Back to Basics

By Cynthia Medina | June 30, 2011

Flash. AJAX Slideshows. Rich Media. Web 2.0. All these buzzwords in website development can make it easy to get caught up in building fancy features on a new site. My experience with web development projects this week highlighted the importance of focusing on the basics of building a web platform. Are the resources to create and skills to manage extravagant sites available? Can the target audience even download it? Working on a pair of projects this week with NDItech partners we focused on the importance of iterative development. While we expect the groups with which we're working are going to get more sophisticated websites down the road it doesn’t have to be in the first iteration; after all, like Rome, good websites are not built in a day. Example: NDI is working with the Liberian Legislature on a tech modernization project, one aspect of which is a web communications platform; they have nothing currently. Our end goal is to have a website that provides information to citizens about their representatives, the legislative process, modernization plans, votes, news, calendars, audio of sessions and more. In time the website will have all of these components, but to bring it live we are taking it step by step. For now our main priority has been to import the names of the members of the Legislature, their contact information, committees, and bills passed this session. This will allow people to know who their representatives are, how to contact them, the committees that are in place, and the work these legislators have done.
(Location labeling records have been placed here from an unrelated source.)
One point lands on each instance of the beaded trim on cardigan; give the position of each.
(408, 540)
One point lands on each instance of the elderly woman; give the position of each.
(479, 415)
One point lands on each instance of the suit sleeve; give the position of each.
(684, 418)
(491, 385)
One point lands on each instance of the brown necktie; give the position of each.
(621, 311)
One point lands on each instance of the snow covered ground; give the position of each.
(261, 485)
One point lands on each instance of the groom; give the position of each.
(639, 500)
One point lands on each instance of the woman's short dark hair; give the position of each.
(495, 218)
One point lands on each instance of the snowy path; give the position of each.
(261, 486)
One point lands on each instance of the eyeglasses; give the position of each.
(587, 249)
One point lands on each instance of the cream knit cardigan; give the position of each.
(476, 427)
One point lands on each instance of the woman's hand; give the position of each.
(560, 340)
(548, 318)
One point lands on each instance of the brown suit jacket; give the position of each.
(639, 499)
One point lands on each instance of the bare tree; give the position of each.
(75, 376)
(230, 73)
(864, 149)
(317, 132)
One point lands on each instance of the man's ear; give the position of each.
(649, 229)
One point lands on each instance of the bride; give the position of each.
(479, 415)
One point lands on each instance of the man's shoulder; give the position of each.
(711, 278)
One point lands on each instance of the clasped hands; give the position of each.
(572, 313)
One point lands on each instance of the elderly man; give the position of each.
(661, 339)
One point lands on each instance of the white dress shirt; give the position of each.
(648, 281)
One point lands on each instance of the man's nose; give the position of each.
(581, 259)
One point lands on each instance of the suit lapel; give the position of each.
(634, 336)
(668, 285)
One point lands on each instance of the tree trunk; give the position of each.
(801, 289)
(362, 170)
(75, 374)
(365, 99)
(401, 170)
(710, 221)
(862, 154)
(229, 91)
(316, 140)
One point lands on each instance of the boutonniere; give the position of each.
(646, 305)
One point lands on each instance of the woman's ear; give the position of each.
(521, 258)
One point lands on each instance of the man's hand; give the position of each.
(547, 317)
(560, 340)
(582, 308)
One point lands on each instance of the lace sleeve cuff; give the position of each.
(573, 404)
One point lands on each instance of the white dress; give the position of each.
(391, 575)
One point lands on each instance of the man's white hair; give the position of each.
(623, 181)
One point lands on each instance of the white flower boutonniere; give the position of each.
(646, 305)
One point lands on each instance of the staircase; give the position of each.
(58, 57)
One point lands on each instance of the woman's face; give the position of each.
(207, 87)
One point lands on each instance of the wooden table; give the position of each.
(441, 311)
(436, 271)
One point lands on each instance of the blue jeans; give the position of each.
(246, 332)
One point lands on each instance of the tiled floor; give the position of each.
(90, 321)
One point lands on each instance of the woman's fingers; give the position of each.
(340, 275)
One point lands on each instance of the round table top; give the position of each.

It's not everything one can imagine, but it will be vastly more information than Liberian citizens currently have access to, and it's something that staff in the Legislature can manage themselves. When brainstorming on building a new website, we try to focus on the type of content that will match the target audience’s interests and information needs. It's important to remember that pages that are more ornate are not intrinsically more effective - it's all about the content. We're starting small, triaging the most important information gaps, and building on from there. In time the website will grow to match the Legislature's increasing capabilities and need for information - and staff in the Capitol will have learned how to adapt and improve the system themselves.